Fabio wrote:
Em Sat, 25 Dec 2010 16:47:04 +0100
Jörn Nettingsmeier <nettings@xxxxxxxxxxxxxxxxxxxxxx> escreveu:
how you do that? none of the compressors i checked has ability to
use negative ratio.
upwards compression means it elevates volumes below threshold
instead of the "opposite"(lack of word) in normal compression
you can set up two busses, both fed from the signal you want to
up-compress. one is left as-is, and the other is set for compression
at the threshold below which you want the up-compression to set in.
now you mix both buses to the same master. the effect is that at low
levels, both signal paths will be uncompressed and add up. at higher
levels, the compressed signal path is attenuated and adds less gain,
which is the effect you're after.
wow, audio-production is math, too...lol
but man, this will result in a normal compression, only that the ratio
will be lowered.
I mean, lets say we have 4 signals with values: 1 2 4 8
threshold between 2 and 4 give for ex. this: 1 2 3 4
now i add both an divide by 2: 1 2 3.5 6
Compression reduces the dynamic range.
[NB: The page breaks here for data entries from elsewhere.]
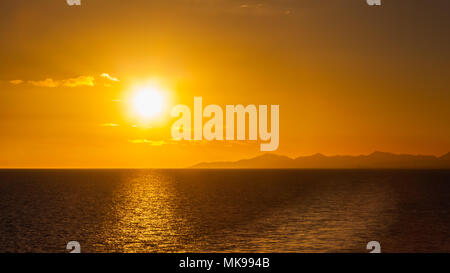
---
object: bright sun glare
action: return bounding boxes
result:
[132,87,164,119]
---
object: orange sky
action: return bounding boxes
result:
[0,0,450,168]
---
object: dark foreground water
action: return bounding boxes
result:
[0,170,450,252]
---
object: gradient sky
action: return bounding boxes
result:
[0,0,450,168]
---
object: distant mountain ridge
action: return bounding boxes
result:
[192,152,450,169]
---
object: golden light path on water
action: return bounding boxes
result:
[88,170,396,252]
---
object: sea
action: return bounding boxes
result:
[0,169,450,253]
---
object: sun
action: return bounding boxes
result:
[131,86,164,119]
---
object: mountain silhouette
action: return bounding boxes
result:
[192,152,450,169]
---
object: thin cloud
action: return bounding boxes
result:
[9,80,23,85]
[100,123,120,127]
[128,139,167,146]
[100,73,119,82]
[28,78,60,88]
[9,73,119,88]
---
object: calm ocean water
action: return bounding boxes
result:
[0,170,450,252]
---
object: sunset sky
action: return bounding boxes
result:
[0,0,450,168]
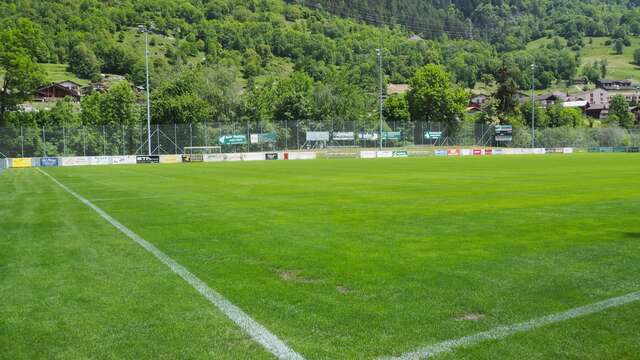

Ordinary or "normal" compression
does it by affecting the loudest signals, reducing them in level,
upwards compression does it by boosting the volume of the quietest
signals -- compressing from the bottom up. This parallel processing
produces upwards compression as Joern expounded on my original statement.
You mention a negative ratio: are you perhaps thinking of upward expansion?